Dossier religions : Prisons : Faut-il croire en un dieu pour être réinséré ?




Face aux carences de l’accompagnement à la réinsertion, les aumôniers religieux se prévalent de plus en plus d’une fonction « sociale ». Et l’Administration pénitentiaire ne le voit pas d’un mauvais œil.

Alors que le nombre de détenus n’a jamais été aussi élevé en France (64 584 au 1er mai 2011), alors que les conditions de détention ne cessent de se dégrader [1], la place de la religion en prison est posée. Derrière la légitime liberté de l’exercice du culte en prison, c’est aussi la question du rôle des Églises dans la société qui apparaît.
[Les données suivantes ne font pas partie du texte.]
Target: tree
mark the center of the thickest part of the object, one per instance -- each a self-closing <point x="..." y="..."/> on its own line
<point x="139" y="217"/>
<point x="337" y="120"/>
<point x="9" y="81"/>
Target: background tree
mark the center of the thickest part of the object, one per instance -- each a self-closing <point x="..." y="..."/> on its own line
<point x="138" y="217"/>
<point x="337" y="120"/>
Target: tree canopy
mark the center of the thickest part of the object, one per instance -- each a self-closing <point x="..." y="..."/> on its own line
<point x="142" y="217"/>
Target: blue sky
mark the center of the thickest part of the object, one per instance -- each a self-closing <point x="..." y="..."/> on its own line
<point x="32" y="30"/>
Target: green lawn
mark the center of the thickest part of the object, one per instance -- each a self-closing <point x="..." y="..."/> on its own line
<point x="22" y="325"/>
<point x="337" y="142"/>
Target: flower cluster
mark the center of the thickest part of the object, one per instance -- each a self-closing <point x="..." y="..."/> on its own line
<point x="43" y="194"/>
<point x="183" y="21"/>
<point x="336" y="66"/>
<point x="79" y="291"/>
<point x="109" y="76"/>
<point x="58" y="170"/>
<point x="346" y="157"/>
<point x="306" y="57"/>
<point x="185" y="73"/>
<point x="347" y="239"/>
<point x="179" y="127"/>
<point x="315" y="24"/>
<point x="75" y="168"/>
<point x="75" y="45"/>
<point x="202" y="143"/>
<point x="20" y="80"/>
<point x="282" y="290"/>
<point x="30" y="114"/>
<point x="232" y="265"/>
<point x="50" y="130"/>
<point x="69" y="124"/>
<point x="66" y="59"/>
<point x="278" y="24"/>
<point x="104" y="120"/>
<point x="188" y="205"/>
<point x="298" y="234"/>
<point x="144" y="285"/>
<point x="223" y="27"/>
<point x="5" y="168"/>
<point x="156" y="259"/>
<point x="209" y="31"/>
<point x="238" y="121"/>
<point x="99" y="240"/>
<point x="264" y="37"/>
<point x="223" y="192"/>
L’administration pénitentiaire (AP) doit permettre à chaque personne détenue d’exercer librement le culte de son choix, dans le respect de la confidentialité, et de ne pas se voir imposer des pratiques contraires à ses croyances. À l’heure actuelle, il est évident que beaucoup de conditions ne sont pas réunies pour voir ce droit entièrement reconnu pour tous et toutes : des estimations plus ou moins fantaisistes montreraient que 50 à 70 % des détenus sont musulmans [2], alors qu’il n’y a qu’une centaine d’aumôniers musulmans contre 480 catholiques, 250 protestants, 50 israélites et quelques orthodoxes et bouddhistes.

L’administration n’assure donc pas l’égalité de traitement entre les différentes croyances. Face aux attaques dont font l’objet les services publics, celui de la justice n’y échappant pas, l’AP continue de mener une politique dangereuse concernant le fait religieux.

Auxiliaires de l’ordre et autorité morale

Placés sous le feu de l’actualité avec cette année « l’affaire de Pornic » (meurtre de Laetitia Perrais par Tony Meilhon), les Services pénitenciaires d’insertion et de probation (SPIP) se concentrent davantage sur la prévention de la récidive. Exit les missions sociales traditionnelles. Certains détenus démunis se tournent donc vers les aumôniers, qui se substituent aux professionnels débordés… et cela avec la bénédiction de l’administration. « Les aumôniers sont un facteur d’apaisement en prison », reconnaissait le directeur de Fleury-Mérogis en 2007. Très fières de cette légitimité retrou­vée, les Églises défendent cette nouvelle fonction : l’aumônier musulman de la prison de Loos (Nord) estimait « faire partie du dispositif d’insertion » alors que celui de Fleury-Mérogis expliquait que son rôle était de « faire prendre conscience des principes moraux » aux détenus [3]. Auxiliaire de l’ordre et autorité morale, la religion a donc de beaux jours devant elle dans le système répressif de la république « laïque ».

Alors qu’il faudrait travailler à recréer du lien social, on se contente de voir dans cette présence religieuse un moyen de gérer et de pacifier certains établissements, de canaliser certains détenus qui auraient certainement une autre attitude s’ils étaient libres de penser et de revendiquer.

Un vrai service public de la Justice avec des moyens humains, de vraies prises en charge assurées par des professionnels, rendraient caduques toute velléité religieuse ou privée de se substituer aux défaillances actuelles. Il faudrait aussi replacer la construction du lien social au centre des politiques pénales. Il faut lutter contre les tentatives religieuses d’investir l’espace public, que ce soit par le biais humanitaire ou par un autre.

Émil (AL Corrèze)


Cet article fait partie d’un dossier complet : « Religions, racismes et mouvements sociaux, y voir clair ».


[1À ce sujet, lire le rapport du contrôleur général des lieux de privations de liberté (www.cglpl.fr).

[2Aucune statistique officielle n’existe, mais le sociologue Farhad Khorokhavar estime que la pratique religieuse est « extrêmement minoritaire » en prison (L’Islam dans les prisons, Balland, 2004), ce qui laisse à penser que ces estimations sont peu fiables.

[3« Les aumôniers de prison musulmans pas assez nombreux », Le Nouvel Observateur, 14 décembre 2010.